NYT Seeks Sanctions on OpenAI Over Hidden Evidence
The New York Times and Daily News asked a federal judge to sanction OpenAI for concealing evidence that its systems detect and log copyrighted content regurgitation.

The New York Times and Daily News filed a motion on July 9, 2026 asking a federal judge to sanction OpenAI for what they call "discovery misconduct" - specifically, hiding evidence that the company had already run internal searches of its training corpus for copyrighted journalism and built tools to track when ChatGPT reproduced those works verbatim.
The motion, filed in Manhattan federal court, comes after an April deposition of Vinnie Monaco, an OpenAI data privacy engineer, produced a set of revelations that the publishers say contradict two years of statements from OpenAI's legal team.

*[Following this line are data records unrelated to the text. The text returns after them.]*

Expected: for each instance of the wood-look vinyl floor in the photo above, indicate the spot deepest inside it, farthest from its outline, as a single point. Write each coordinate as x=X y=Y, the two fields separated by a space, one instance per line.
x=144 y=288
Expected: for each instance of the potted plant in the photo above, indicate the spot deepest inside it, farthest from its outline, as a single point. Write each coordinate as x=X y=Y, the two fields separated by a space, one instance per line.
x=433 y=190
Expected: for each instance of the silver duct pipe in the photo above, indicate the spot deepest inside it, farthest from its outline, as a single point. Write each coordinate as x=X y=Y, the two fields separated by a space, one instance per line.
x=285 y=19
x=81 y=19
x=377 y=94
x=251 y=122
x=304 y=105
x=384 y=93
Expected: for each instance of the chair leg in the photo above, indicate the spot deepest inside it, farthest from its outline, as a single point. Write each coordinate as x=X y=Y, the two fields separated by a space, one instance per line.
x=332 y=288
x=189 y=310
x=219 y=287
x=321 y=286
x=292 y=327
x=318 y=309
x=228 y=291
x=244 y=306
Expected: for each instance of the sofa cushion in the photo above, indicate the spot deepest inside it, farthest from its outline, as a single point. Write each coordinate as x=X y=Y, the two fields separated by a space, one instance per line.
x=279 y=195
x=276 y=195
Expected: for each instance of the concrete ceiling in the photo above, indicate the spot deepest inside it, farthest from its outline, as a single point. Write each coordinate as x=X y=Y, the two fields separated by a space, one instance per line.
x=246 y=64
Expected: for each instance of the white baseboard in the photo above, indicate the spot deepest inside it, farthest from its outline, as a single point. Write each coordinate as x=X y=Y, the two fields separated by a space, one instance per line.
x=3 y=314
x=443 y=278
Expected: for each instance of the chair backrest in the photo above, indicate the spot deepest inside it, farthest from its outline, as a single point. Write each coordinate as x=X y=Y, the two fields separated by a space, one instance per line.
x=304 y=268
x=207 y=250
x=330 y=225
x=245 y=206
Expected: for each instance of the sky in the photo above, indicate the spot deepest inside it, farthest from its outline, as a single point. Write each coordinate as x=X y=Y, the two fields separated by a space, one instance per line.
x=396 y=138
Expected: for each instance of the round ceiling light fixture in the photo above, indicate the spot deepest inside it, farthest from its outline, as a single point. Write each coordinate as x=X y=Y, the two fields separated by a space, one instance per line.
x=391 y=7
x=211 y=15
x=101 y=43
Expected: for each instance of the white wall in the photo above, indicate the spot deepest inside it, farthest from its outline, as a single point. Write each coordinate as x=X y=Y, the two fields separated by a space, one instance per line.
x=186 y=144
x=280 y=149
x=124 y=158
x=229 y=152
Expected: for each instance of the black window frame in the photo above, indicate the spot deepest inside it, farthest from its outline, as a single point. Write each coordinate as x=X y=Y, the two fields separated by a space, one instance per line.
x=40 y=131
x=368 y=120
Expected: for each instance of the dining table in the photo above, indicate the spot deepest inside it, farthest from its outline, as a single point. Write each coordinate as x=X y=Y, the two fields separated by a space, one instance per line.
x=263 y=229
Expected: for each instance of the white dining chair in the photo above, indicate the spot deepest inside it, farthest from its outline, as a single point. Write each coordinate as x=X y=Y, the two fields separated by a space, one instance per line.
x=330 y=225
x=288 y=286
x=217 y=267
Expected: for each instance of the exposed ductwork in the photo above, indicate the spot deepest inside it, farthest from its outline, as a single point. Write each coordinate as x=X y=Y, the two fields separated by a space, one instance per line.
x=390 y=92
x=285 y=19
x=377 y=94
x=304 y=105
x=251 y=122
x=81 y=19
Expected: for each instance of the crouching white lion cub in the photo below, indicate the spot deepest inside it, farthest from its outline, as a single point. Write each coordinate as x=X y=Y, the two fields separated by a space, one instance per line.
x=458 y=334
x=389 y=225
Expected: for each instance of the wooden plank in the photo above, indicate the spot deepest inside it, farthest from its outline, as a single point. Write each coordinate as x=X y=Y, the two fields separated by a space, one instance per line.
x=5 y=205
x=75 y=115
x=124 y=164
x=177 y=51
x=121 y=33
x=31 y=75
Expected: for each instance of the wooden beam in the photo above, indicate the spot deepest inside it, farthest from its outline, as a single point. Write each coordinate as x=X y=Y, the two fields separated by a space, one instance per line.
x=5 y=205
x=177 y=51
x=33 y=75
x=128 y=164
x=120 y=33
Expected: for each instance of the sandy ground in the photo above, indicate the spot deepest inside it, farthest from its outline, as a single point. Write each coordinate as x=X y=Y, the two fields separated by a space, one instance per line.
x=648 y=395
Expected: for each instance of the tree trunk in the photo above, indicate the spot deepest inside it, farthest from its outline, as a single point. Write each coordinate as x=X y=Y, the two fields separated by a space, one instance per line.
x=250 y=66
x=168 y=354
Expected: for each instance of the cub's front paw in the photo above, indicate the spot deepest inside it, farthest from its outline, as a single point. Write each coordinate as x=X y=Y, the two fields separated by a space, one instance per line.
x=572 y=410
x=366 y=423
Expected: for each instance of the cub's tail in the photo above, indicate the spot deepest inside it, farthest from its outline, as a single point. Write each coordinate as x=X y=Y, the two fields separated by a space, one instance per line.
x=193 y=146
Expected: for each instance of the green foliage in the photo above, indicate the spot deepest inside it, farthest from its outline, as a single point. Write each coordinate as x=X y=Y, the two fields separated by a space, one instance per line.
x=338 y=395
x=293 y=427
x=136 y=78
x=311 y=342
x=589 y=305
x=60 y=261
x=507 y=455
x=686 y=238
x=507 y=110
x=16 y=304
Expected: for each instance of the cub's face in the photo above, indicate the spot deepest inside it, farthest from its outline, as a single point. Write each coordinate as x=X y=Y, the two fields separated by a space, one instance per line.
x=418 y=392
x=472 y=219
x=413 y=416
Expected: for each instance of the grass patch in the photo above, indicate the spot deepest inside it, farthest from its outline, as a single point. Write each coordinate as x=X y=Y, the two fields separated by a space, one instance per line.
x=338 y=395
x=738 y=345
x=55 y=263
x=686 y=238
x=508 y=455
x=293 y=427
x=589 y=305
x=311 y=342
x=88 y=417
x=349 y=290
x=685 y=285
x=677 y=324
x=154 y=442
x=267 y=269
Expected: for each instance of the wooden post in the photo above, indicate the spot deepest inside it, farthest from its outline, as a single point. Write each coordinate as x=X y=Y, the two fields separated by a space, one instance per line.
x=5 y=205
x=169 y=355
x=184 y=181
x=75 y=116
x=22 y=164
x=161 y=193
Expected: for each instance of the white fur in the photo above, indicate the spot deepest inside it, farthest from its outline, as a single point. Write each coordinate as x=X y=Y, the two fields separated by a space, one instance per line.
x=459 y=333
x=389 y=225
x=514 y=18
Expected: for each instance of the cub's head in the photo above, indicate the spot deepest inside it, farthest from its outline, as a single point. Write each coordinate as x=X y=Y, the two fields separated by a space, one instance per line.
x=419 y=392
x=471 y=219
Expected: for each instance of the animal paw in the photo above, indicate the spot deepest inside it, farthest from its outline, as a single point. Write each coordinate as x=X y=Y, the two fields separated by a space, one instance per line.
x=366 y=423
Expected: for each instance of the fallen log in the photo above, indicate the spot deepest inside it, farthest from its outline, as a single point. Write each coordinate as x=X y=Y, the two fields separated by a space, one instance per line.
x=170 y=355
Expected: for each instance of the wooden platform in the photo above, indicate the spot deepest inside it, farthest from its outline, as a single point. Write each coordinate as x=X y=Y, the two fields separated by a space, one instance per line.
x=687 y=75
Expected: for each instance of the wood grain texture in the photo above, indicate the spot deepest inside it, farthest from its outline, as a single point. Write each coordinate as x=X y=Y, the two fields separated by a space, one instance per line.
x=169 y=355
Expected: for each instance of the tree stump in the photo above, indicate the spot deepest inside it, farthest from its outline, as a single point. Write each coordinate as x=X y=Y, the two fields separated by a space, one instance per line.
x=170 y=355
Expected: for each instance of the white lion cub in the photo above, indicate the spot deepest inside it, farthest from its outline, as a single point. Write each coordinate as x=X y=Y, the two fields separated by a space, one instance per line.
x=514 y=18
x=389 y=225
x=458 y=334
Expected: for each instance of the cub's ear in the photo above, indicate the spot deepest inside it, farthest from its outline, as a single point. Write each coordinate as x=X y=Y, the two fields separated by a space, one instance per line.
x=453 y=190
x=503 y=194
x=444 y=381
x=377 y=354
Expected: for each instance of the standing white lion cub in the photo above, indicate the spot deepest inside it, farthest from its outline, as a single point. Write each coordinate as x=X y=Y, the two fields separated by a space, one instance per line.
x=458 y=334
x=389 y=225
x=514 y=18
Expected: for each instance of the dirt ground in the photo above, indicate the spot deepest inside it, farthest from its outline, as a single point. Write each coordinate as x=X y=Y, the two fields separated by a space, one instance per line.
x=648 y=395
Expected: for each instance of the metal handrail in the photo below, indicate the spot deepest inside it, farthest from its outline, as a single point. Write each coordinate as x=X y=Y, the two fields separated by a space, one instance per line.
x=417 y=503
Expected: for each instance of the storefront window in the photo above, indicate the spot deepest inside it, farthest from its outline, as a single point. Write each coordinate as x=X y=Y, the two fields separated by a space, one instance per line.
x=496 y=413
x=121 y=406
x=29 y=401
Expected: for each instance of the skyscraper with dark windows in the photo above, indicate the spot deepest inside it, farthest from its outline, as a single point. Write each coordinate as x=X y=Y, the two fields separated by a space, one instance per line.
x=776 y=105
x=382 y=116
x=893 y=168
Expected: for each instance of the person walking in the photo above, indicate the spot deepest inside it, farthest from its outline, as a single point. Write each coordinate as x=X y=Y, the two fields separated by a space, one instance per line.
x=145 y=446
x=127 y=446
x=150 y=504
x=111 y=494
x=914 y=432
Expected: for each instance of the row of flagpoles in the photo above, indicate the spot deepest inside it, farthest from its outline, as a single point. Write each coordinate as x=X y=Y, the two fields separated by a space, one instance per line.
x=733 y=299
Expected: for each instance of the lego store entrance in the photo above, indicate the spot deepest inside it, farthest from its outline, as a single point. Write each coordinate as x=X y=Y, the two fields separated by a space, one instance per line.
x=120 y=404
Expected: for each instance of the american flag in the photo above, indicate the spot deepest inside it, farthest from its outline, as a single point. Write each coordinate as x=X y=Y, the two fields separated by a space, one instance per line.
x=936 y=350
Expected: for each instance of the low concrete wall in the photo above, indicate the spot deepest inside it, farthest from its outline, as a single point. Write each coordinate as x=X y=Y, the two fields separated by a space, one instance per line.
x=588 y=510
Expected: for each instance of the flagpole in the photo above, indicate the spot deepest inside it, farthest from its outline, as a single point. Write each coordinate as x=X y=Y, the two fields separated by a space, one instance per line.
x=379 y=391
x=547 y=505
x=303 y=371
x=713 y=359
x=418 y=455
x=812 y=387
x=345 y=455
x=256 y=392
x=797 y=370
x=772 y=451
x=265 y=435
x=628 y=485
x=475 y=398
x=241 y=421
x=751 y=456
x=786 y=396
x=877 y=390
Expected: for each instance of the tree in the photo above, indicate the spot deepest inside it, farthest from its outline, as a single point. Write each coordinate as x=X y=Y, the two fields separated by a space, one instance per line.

"If OpenAI genuinely believed that copying our clients' journalism was fair and legal, it wouldn't have hid the truth about having done it."
- Ian B. Crosby, lead counsel for the plaintiffs
What the Deposition Revealed
The 78 Million Chat Logs
OpenAI had assembled a database of roughly 78 million de-identified ChatGPT conversations, which it used internally to assess how much its model reproduced copyrighted content. Publishers requested access to this data as part of discovery.
For over two years, OpenAI's legal team claimed it was technically impossible to search its training corpus or output logs for copyrighted material. Monaco's deposition contradicts that directly. According to the motion, OpenAI had already conducted exactly those searches - and held the results.
The original discovery request asked for 120 million chat logs. OpenAI negotiated that figure down to 20 million, then submitted a sample in December 2025 that the court described as so heavily redacted as to be "unusable." Publishers now allege that OpenAI also deleted billions of outputs during the litigation period and substituted millions of logs within the sample it eventually provided.
Project Giraffe and the Bloom Filter
Shortly after the Times filed its initial lawsuit in late 2023, OpenAI built a set of internal detection tools it called "Project Giraffe." The key component was a Bloom filter - a data structure used to check whether an output matches a set of known strings - that detected and logged instances where ChatGPT reproduced content from its training data.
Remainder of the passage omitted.